Start by using cooking oil to coat its racks and any other interior surfaces. Then, turn it on for 1-2 hours at a moderate heat. Turn it off and leave the door open to let it cool. Once cool, use salt to season the racks and interior surfaces.
#3. Stock up on wood chips
Wood chips aren’t too difficult to get a hold of. You can easily buy them online, as well as many grocery or hardware stores. However, it’s imperative that you get the right wood chips. Some smokers only work with particular kinds, and some smoking recipes pair far better with certain types than they do with others.
Types of wood chip include cedar, maple, and hickory. This can vary brand-to-brand, but in general you’ll need about 4 cups of chips for every 4 hours of smoking.
It’s worth mentioning that not all electric smokers are necessarily designed to hold wood chips, but they can be adapted to use them. If yours doesn’t have a rack for them, you can easily fill a tin pot or can with them and place them at the foot of your grill.

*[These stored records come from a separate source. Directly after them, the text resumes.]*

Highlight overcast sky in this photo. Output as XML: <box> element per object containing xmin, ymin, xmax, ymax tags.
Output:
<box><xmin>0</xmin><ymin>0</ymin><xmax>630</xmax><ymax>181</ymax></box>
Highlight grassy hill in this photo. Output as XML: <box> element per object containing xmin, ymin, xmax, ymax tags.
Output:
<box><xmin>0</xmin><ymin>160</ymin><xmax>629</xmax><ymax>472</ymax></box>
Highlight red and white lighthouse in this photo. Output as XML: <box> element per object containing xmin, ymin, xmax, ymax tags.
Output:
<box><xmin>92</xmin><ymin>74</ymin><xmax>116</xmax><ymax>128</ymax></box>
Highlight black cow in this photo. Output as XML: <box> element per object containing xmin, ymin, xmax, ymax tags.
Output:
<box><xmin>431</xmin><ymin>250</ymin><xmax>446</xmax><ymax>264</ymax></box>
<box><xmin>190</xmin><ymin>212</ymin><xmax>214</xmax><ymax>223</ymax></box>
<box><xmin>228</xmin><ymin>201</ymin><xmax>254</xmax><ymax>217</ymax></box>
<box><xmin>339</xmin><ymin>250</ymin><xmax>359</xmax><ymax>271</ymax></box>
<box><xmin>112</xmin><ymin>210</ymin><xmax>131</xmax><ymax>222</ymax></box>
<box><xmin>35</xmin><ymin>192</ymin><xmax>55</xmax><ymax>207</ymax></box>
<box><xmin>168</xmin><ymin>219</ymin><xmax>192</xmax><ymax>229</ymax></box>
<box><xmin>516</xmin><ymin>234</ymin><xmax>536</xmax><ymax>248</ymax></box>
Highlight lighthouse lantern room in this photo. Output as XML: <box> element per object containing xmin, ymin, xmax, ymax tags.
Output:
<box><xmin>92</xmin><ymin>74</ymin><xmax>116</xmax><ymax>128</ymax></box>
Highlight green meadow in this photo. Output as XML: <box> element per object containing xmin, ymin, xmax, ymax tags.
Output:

When adapting your tin pot or can for them, only fill your it three-quarters of the way full. Then fold the upper section of the pot over to almost cover the chips. This will help prevent the chips from being exposed to too much air, and instead just let them smolder.
When you’re ready to place them in the smoker, use a pair of tongs and place the can or pot upright at the foot of the grill on the lava plate. Once the smoker has reached its target temperature, the internal heat will be enough to let the chips smolder.
#4. Prepare the meat
How you do this step will largely depend on what meat you’re working with, but many cuts will require brining or marinating before being BBQ-ed.
Brining in particular can demand several hours (sometimes even a day), so make sure you plan ahead properly and take into account the preparation time that you’ll need.
Alternatively, if you are just seasoning the meat then use a dry rub or herbs and salt, before then storing overnight in your refrigerator.
#5. Turn on your smoker and add water
If you have an electric water smoker, then it will have a water receptacle in it. Fill this up.
The purpose of adding water to your smoker is to create steam as it warms up. This steam will then help to tenderize and moisturize your meats, preventing them from drying out.
An adding benefit of the water receptacle is also that you can add ingredients to it, infusing the meat with aromas and flavors. Firm smoking favorites are apple cider, orange and citrus peels, beer and wine.
Be aware that your water vessel is likely to run out during the smoking process, so keep an eye over it as you cook and fill it up whenever it’s looking close to running out.
Tip: Replenish your water vessel with hot water rather than cold. Doing this will help keep temperatures consistent and reduce the risk of interrupting your steam flow.
#6. Check your smoker’s temperature
Different electric smokers will take different amounts of time to warm up, so to get an accurate sense of how long it’ll take for your meat to smoke it’s important to bring them to the right temperature first.
A lot of electric smokers come with an internal temperature gauge as well as controls to help you know when they’re ready for your meat, however not all do. If you need a thermometer then I recommend getting an air probe to help you. A lot of grilling thermometers are designed to read meat internal temperature, but what you’ll need is an air probe to gauge the internal temperature of the smoker.
Make sure you wait until the smoker has fully reached your target temperature and not before then. On average, it takes roughly 30-45 minutes for an electric smoker to heat up.
#7. Start smoking!
Once you’ve hit that target temperature, you can get going. Place your meat on the racks inside the grill, making sure to close the lid or door of the smoker firmly.
Depending on your choice of meat, smoking could take anywhere between 2 and 8 hours. Be sure to monitor your food regularly using a meat thermometer to check the internal heat of your grub. If you don’t have one yet, then check out my guides to the best meat thermometers here.